April 5, 2014

An "I Remember Mama" Worth Remembering


Back in the days when both writers and audiences prized loving families as much as dysfunctional ones, people couldn’t get enough of the Hansons, a poor but close-knit clan of Norwegian-American immigrants living in San Francisco during the 1910s.

They were the subject of the bestselling memoir “Mama’s Bank Account,” which was adapted into the 1944 John Van Druten play I Remember Mama (in which Marlon Brando made his Broadway debut) the 1948 movie starring Irene Dunne, a TV show that ran for eight years and the last musical that Richard Rodgers wrote before he died in 1979. 
 
Now, they’re back in a high-concept revival of Van Druten’s play that the Transport Group Theatre Company opened last Sunday in The Gym at Hudson. And I couldn’t be more pleased.
 
The film was one of my favorites when I was a kid. The “Million Dollar Movie,” the TMC of my youth that ran one movie for a whole week, showed it often. And I watched it so many times that the characters are still as familiar to me as those in my own family.  
 
So I was initially worried when I read that all the members of the family—male, female, young and old, from the tomboy baby sister Dagmar to the gruff old family patriarch Uncle Chris—were going to be played by women old enough to qualify for Medicare.

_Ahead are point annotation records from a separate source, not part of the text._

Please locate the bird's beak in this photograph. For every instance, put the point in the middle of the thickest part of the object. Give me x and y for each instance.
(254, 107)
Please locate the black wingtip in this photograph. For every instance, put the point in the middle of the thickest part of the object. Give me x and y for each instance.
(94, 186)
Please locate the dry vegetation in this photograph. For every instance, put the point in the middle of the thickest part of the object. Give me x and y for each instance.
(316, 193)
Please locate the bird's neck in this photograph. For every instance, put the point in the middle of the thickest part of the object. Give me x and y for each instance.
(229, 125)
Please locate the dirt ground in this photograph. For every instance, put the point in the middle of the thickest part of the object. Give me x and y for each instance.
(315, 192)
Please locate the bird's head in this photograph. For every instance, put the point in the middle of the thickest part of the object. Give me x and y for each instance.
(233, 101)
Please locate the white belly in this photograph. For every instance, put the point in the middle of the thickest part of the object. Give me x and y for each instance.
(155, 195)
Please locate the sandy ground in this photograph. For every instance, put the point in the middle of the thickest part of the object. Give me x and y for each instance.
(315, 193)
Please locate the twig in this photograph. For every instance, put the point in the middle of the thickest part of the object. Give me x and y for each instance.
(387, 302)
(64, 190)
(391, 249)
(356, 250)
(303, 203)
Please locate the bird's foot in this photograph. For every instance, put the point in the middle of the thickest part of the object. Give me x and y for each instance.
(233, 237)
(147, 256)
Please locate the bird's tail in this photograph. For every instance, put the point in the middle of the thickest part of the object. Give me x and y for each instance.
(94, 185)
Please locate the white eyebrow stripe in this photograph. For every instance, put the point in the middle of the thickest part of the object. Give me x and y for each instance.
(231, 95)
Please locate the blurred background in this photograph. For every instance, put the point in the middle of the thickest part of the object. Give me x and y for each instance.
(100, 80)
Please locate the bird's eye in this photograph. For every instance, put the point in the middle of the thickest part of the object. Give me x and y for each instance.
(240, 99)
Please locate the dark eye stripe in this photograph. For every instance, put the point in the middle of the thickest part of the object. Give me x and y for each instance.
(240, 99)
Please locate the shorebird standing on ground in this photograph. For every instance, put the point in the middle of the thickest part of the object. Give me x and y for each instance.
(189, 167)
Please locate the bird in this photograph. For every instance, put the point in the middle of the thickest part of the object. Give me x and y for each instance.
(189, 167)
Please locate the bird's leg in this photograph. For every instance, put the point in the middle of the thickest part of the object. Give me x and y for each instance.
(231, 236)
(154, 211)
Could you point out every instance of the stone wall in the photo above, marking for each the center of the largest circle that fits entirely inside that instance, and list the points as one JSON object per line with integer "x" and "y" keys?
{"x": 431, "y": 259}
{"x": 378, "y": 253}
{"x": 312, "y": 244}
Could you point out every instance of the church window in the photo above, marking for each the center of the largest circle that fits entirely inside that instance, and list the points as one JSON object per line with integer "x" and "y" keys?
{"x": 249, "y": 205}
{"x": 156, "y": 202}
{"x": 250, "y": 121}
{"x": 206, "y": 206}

And the first few minutes did seem gimmicky. The playing space in the old gym has been filled with 10 dining room tables, each filled with props referenced in the plot—one was covered entirely with vintage typewriters, another with old books, a third with cash boxes like the one in which the titular character kept the money the family used to pay its bills. 
  
The 10 actresses in the cast walked on dressed in contemporary slacks and tops and wearing only the most minimal makeup. But none of it mattered as the scenes unfolded, a series of vignettes detailing the kind of funny and sad moments that make up the collective memory of every family and that become dearer over the years with each retelling.

Only two of the actresses play single characters: Barbara Barrie, now 82 but somehow totally believable as the teenage Katrin who yearns to be a writer, and Barbara Andres, 74, warm and unflappable as Mama. 

The other eight slip convincingly in and out of multiple roles—slightly deepening the voice to play Papa, eldest brother Nels or the British boarder who reads classic books to the family in the evening, or straightening their spine to portray the haughtiness of the busybody aunts Jenny and Sigrid or the quiet dignity of Uncle Chris' mistress Jessie.

Actresses, particularly older ones who too often get cast as dowdy grannies in dramas and randy ones in comedies, get so few chances to show off all that they can do. And it’s evident that, under the encouraging direction of Jack Cummings III, all 10 of these vets are relishing the chance to fill a stage with their talent and love of their craft.
 
I was totally charmed. But I was also a little angry that playwrights aren’t creating more parts for women like these—or that matter, for their younger sisters.  It may have made sense that Shakespeare, writing for a troupe of all-male actors, wrote so comparatively few strong female parts.  But there’s no excuse for the playwrights of today. Not when actors like these are around and creating memorable moments in the theater like this.